Since the partnership with Gaza Children Village began, the organization has been covering $400 a day for food for the animals, and pays Fathi Jumaa a zookeeper’s salary of $50 a day. The organization’s staff also takes part in feeding and caring for the animals.

It also provides for medical care. When one of the lions, no longer a cub, fell ill recently, the group found a vet and paid $600 for treatment to get her back to health, according to al-Nahal.

Beyond the financial support, the organization sees the zoo, which it has renamed after famed primatologist Jane Goodall, as a therapeutic asset for the children under its care. “We use the place as a way for the children to relieve stress,” al-Nahal said. “They love the animals, and we take them on visits there.”

A better future for animals, and kids

With efforts to get the animals out of Gaza stalled, the Gaza Children Village is focused now on moving the animals to a better home, with appropriately-sized enclosures rather than cramped cages.

Al-Nahal said the organization has big plans for the future.

“We want all the children of Gaza to come — not just those from the academy — and we don’t want to charge any entry fee,” he said. “It should be free, a form of stress relief and recreation for the little ones.”

Displaced Palestinian children collect branches and twigs to use for cooking amid fuel shortage in the village of Juhr al-Dik, east of the Bureij refugee camp in the central Gaza Strip, on November 3, 2025. (Eyad Baba / AFP)

Because Rafah is in the part of the Strip that remains in Israeli military hands, returning there to rebuild the zoo is not a realistic option.

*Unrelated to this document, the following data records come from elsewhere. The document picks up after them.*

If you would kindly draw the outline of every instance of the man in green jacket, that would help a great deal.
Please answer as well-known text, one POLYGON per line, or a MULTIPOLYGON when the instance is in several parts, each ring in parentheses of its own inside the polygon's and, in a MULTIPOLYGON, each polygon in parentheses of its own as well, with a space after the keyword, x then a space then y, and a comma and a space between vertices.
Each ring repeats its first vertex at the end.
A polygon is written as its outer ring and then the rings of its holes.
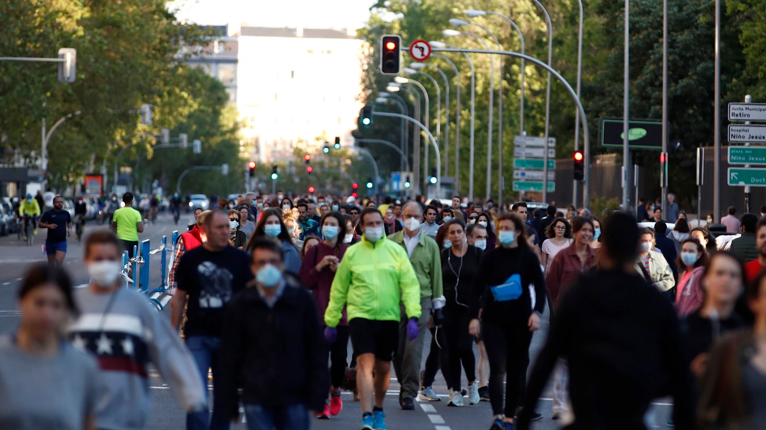
POLYGON ((336 327, 345 305, 351 344, 357 356, 361 430, 385 430, 383 401, 391 379, 391 360, 397 348, 399 320, 405 314, 408 337, 417 337, 421 288, 407 252, 384 236, 381 213, 365 209, 359 215, 359 225, 364 233, 362 240, 346 249, 336 270, 325 311, 325 337, 329 342, 335 340, 336 327), (400 302, 404 304, 403 311, 400 302))
MULTIPOLYGON (((407 251, 410 262, 417 275, 421 287, 421 308, 423 312, 417 321, 417 337, 408 340, 404 335, 408 324, 406 318, 399 322, 399 346, 394 360, 394 370, 401 388, 399 405, 404 410, 415 409, 414 398, 420 389, 421 362, 423 358, 423 343, 430 318, 431 309, 444 306, 444 288, 441 283, 441 258, 436 241, 421 230, 423 208, 417 202, 410 201, 401 210, 404 230, 388 236, 407 251)), ((440 315, 440 311, 435 316, 440 315)), ((436 319, 436 318, 434 318, 436 319)), ((434 324, 440 321, 434 321, 434 324)))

But alternatives are hard to come by in the cramped and rubble-strewn Strip, not to mention the steep cost of preparing a site.

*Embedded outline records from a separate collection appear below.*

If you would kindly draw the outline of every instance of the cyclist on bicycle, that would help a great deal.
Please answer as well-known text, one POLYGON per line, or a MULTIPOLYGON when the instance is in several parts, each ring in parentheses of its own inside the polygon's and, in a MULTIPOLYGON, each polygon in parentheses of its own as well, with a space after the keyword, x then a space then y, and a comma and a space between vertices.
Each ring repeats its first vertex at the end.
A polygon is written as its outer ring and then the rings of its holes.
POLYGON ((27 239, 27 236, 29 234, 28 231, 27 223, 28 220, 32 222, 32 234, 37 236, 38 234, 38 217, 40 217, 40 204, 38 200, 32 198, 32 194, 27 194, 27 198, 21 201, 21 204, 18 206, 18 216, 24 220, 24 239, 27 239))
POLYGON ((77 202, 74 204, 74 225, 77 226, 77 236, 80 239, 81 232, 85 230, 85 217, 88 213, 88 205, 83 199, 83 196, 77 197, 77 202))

Al-Nahal said the organization had found a candidate site in a village near Deir al-Balah, which it was renting out.

“But the cost of construction is high,” he said. “We’re talking about $200,000 if we build it according to proper zoo standards.”

Hassan said efforts to move the animals outside Gaza had run into various obstacles — both in finding a zoo or organization willing to take them, and because of logistical and regulatory hurdles in Israel. Officials maintain that zoos there are already struggling with overcrowding, he relayed.

Palestinian children watch as three lion cubs are carried at the Rafah Zoo on September 10, 2019. (AP/Hatem Moussa)

According to Linial, getting all the relevant parties — such as the IDF and others — to mobilize for the animals’ rescue would be much more difficult now due to the previous aborted attempt.

The fact that the animals are in a part of the Strip where Hamas is once again the de facto authority complicates matters even further, he said.

Attempts to coordinate the entry of additional veterinary equipment and medicines or other urgent needs with Israeli authorities have failed thus far, Hassan said. He noted that an anonymous Israeli donor had already pledged NIS 40,000 ($12,500) to pay for the supplies.

COGAT did not respond to The Times of Israel.

The family had told Hassan that it had had difficulty raising money for the animals during the war from international organizations, which said they preferred to focus on helping humans, he said.

But he sees the two as connected.

“It’s really saving the animals for the sake of saving the animals,” he said. “But there’s also, if you will, a psychotherapeutic aspect — helping these kids, because they get so happy and excited to play with the animals.”